坂本家住宅
Sakamoto



山梨県指定文化財 (平成15年3月27日指定)
山梨県山梨市三富徳和420-1
建築年代/宝暦11年(1761)
当住宅が所在する徳和地区は、三富地区かの南端から徳和川に沿って西に入った山間にあり、南向きの斜面に石垣で築いた屋敷地や耕地が段々と続いています。住宅の建築年代は、棟札により宝暦11年(1761)に建築されたことが明らかになっています。建物は、桁行10間(18.2m)、梁間4.5間(8.2m)の直家で、梁間4.5間の中央を棟通りとして、屋根は切妻造り、茅葺で全面を鉄板で覆っています。主体部は「イドコ」廻りの上屋柱相互に楣梁を架け、また棟通りに大黒柱が建たない、いわゆる「四つ建」形式です。柱、梁などの構造材はもちろん、造作材や建具など古い部材、形式が残されています。
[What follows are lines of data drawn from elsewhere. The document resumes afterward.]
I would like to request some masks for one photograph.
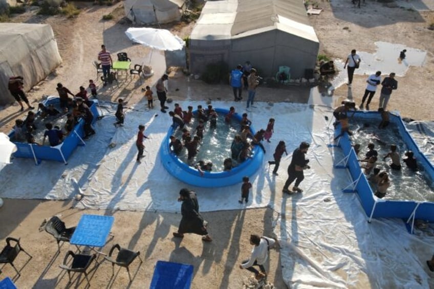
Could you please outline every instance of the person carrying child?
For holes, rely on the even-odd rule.
[[[268,164],[270,166],[274,165],[274,169],[273,170],[273,174],[275,175],[279,175],[277,173],[277,170],[279,169],[279,166],[280,164],[280,160],[282,159],[282,155],[284,152],[288,155],[288,152],[286,151],[286,145],[284,141],[280,141],[276,147],[276,150],[274,151],[274,153],[273,157],[274,158],[274,161],[269,161]]]
[[[399,170],[401,169],[401,161],[400,160],[399,154],[396,151],[396,145],[393,144],[390,145],[390,151],[384,155],[383,160],[390,158],[392,160],[392,163],[389,164],[390,168],[394,170]]]
[[[267,125],[267,129],[265,130],[265,133],[264,134],[264,138],[268,143],[271,143],[270,139],[273,135],[273,132],[274,132],[274,119],[271,118],[268,121],[268,124]]]
[[[385,110],[383,107],[380,107],[378,108],[378,112],[381,114],[381,121],[378,125],[378,128],[384,128],[390,123],[389,112]]]
[[[243,185],[241,185],[241,198],[238,201],[240,204],[243,204],[245,201],[246,204],[249,202],[249,192],[252,188],[252,184],[249,182],[249,177],[243,177]]]
[[[334,138],[335,140],[336,140],[343,136],[345,132],[348,134],[349,136],[353,135],[353,132],[350,130],[350,124],[348,122],[348,117],[346,114],[342,114],[339,117],[339,122],[340,123],[340,134]]]
[[[145,97],[148,100],[148,108],[150,109],[151,108],[154,108],[154,98],[153,96],[154,93],[150,90],[150,87],[149,85],[146,85],[145,88]]]

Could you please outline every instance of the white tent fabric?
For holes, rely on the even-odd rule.
[[[128,28],[125,34],[132,41],[153,49],[172,51],[184,47],[184,40],[166,29]]]
[[[9,140],[9,137],[0,132],[0,171],[11,163],[11,155],[16,151],[16,146]]]
[[[179,21],[185,0],[126,0],[126,17],[135,24]]]
[[[8,91],[10,76],[23,76],[28,90],[61,61],[50,25],[0,23],[0,104],[13,100]]]

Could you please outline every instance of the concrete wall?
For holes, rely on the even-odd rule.
[[[223,60],[230,68],[249,60],[262,77],[274,77],[279,66],[291,68],[291,77],[305,76],[315,68],[319,43],[277,30],[223,41],[190,40],[190,71],[201,73],[207,63]]]
[[[190,40],[188,58],[190,72],[201,74],[207,64],[219,61],[229,63],[231,43],[229,40]]]

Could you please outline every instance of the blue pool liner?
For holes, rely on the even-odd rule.
[[[355,113],[358,119],[381,121],[381,115],[377,112],[361,112]],[[425,177],[432,182],[434,180],[434,167],[423,153],[419,149],[416,142],[405,127],[402,119],[399,116],[390,114],[390,122],[398,127],[400,135],[409,150],[414,153],[418,165],[423,168]],[[334,131],[335,137],[340,133],[340,126],[338,125]],[[343,189],[345,192],[357,193],[360,203],[371,222],[372,218],[400,218],[410,225],[410,231],[413,232],[415,219],[419,219],[434,221],[434,203],[430,202],[413,201],[390,201],[377,198],[371,188],[367,179],[360,168],[360,163],[348,135],[344,134],[338,140],[337,146],[343,151],[345,158],[338,162],[341,166],[348,169],[353,183]],[[342,167],[341,166],[335,167]]]
[[[92,100],[93,103],[90,107],[91,111],[94,115],[92,123],[96,121],[99,116],[97,106],[98,100]],[[60,102],[58,97],[50,97],[42,102],[44,105],[57,104]],[[39,113],[38,112],[38,114]],[[15,158],[26,158],[33,159],[36,165],[44,160],[57,161],[68,164],[67,160],[72,154],[72,152],[78,146],[85,145],[83,140],[84,137],[84,121],[80,119],[75,125],[74,130],[65,138],[63,142],[56,146],[38,146],[34,144],[13,142],[16,145],[17,151],[14,153]],[[13,137],[15,131],[12,130],[8,136],[10,138]]]
[[[229,113],[228,109],[214,108],[224,115]],[[196,112],[194,112],[196,113]],[[242,117],[238,114],[233,115],[233,118],[241,121]],[[252,134],[254,130],[250,126]],[[264,152],[258,146],[254,146],[253,155],[245,162],[240,164],[229,171],[205,172],[203,176],[197,169],[189,166],[178,158],[169,147],[170,137],[174,132],[173,128],[169,128],[167,135],[163,140],[160,149],[160,155],[163,165],[169,173],[186,184],[205,188],[216,188],[231,186],[242,182],[243,177],[250,176],[261,166],[264,159]],[[229,157],[229,156],[228,156]]]

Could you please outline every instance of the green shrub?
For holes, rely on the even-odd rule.
[[[208,84],[220,83],[222,80],[227,81],[228,72],[229,66],[224,61],[210,63],[206,65],[201,79]]]
[[[68,3],[66,6],[60,9],[60,12],[67,18],[73,18],[80,14],[80,9],[72,3]]]
[[[112,13],[102,15],[102,20],[112,20],[113,19],[113,15]]]
[[[319,62],[321,61],[328,61],[330,60],[330,58],[329,58],[329,57],[325,54],[318,54],[317,59]]]
[[[39,15],[52,16],[58,14],[60,12],[60,8],[58,7],[53,7],[46,2],[42,2],[39,7],[39,10],[38,11],[38,14]]]
[[[10,14],[23,14],[26,12],[26,8],[21,5],[18,6],[9,6]]]

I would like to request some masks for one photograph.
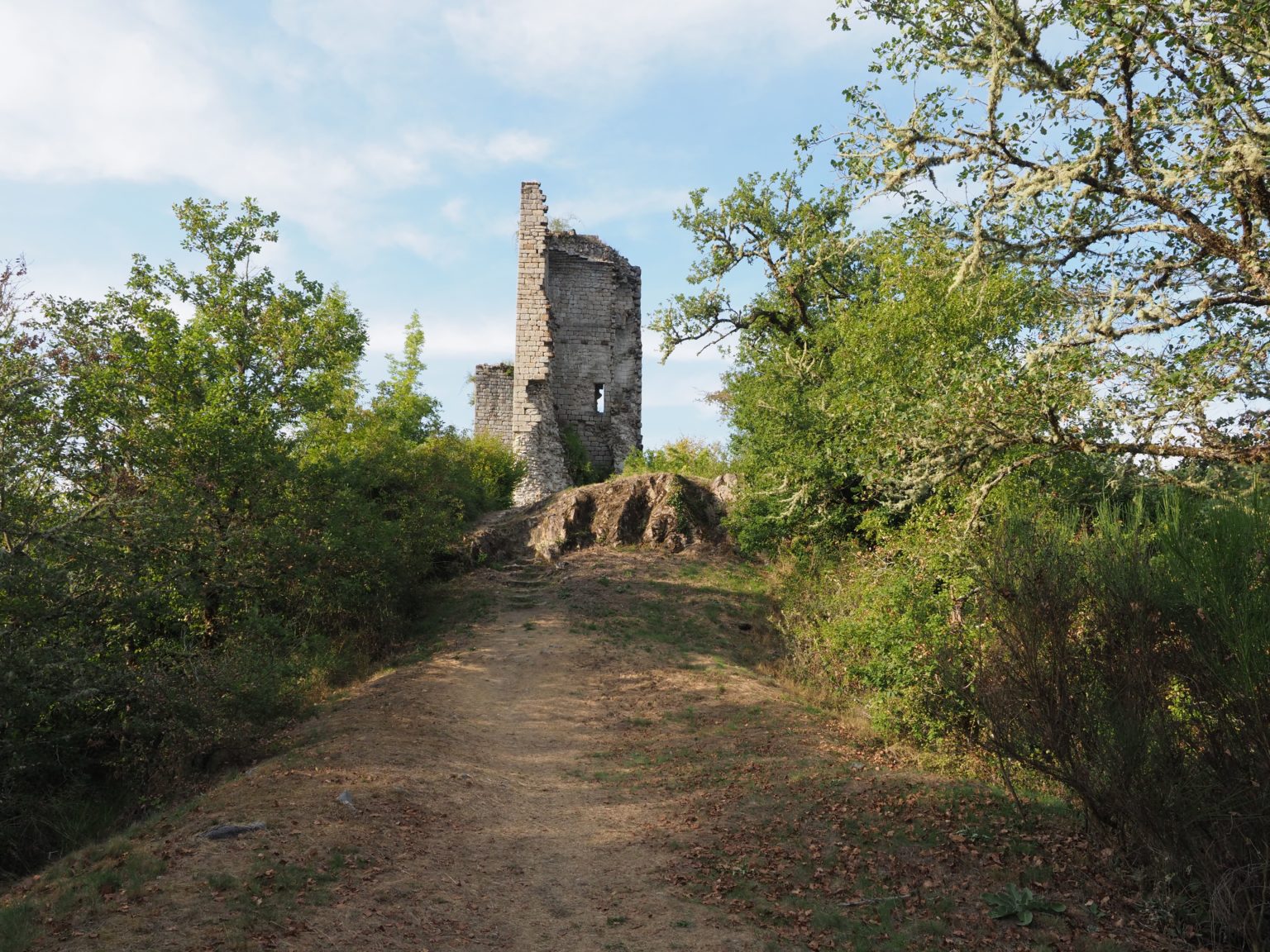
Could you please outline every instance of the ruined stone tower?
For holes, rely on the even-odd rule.
[[[640,272],[594,235],[547,230],[536,182],[521,184],[516,363],[480,364],[476,432],[526,465],[516,503],[570,485],[565,439],[597,472],[640,447]]]

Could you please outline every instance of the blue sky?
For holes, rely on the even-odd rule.
[[[512,357],[519,182],[644,273],[686,288],[692,188],[790,164],[845,122],[869,30],[832,0],[42,0],[5,3],[0,259],[28,289],[99,297],[133,253],[179,258],[171,206],[254,197],[267,261],[339,284],[373,382],[411,311],[427,390],[470,428],[466,376]],[[644,443],[723,439],[725,362],[663,367],[645,331]]]

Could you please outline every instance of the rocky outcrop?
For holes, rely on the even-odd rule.
[[[649,545],[679,551],[726,541],[721,520],[735,479],[668,472],[624,476],[494,513],[467,537],[474,562],[546,561],[584,546]]]

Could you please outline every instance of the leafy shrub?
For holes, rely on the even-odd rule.
[[[1015,509],[941,658],[979,744],[1064,783],[1250,944],[1270,938],[1267,552],[1256,494]]]
[[[574,486],[599,482],[608,475],[607,472],[599,472],[596,465],[591,462],[591,454],[587,452],[587,447],[582,444],[582,437],[578,435],[578,430],[573,426],[565,426],[560,430],[560,442],[564,446],[564,466],[569,471],[569,480]]]
[[[721,444],[685,437],[658,449],[631,449],[622,462],[622,475],[677,472],[712,480],[728,472],[730,466],[732,458]]]
[[[241,758],[408,637],[521,475],[441,425],[417,317],[363,406],[344,296],[243,267],[277,216],[178,216],[204,270],[137,259],[126,293],[32,317],[0,269],[0,877]]]
[[[786,551],[781,627],[794,673],[862,703],[876,730],[921,743],[947,731],[928,697],[969,590],[955,517],[928,512],[879,545]]]

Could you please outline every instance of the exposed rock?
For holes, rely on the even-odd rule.
[[[203,830],[198,835],[203,839],[232,839],[234,836],[241,836],[244,833],[255,833],[263,829],[264,824],[259,820],[255,823],[222,823],[220,826],[212,826],[212,829]]]
[[[485,519],[467,537],[472,561],[554,561],[584,546],[654,545],[678,552],[720,545],[734,477],[697,480],[668,472],[578,486]]]

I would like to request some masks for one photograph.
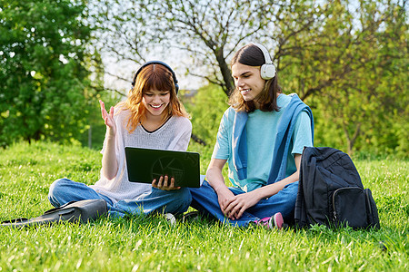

建築様式の変遷過程や建築年代が明らかなため。峡東地方の民家の指標となる貴重な遺構です。


三富村は笛吹川最上流の村で、笛吹川の渓谷と断崖に沿った秩父往還は雁坂峠を超えて秩父の栃本宿に通ずる。当家の所在する徳和は三富村の南部から西に入る谷にあり、永禄8年(1565)武田信晴再興棟札を有する吉祥寺より少し上がった所に当家はある。標高は800m程もある。山村で耕地が少ないためか、屋敷地はそれほど広くはなく、背後は隣家の石垣が築かれるため、屋敷地には西から入る。当家の由緒は不詳であるが、家の規模と内馬屋を備える点から上層農家であったと推察される。甲斐国誌の徳和村の条には戸数85、男175人、女147人、馬7と記されている。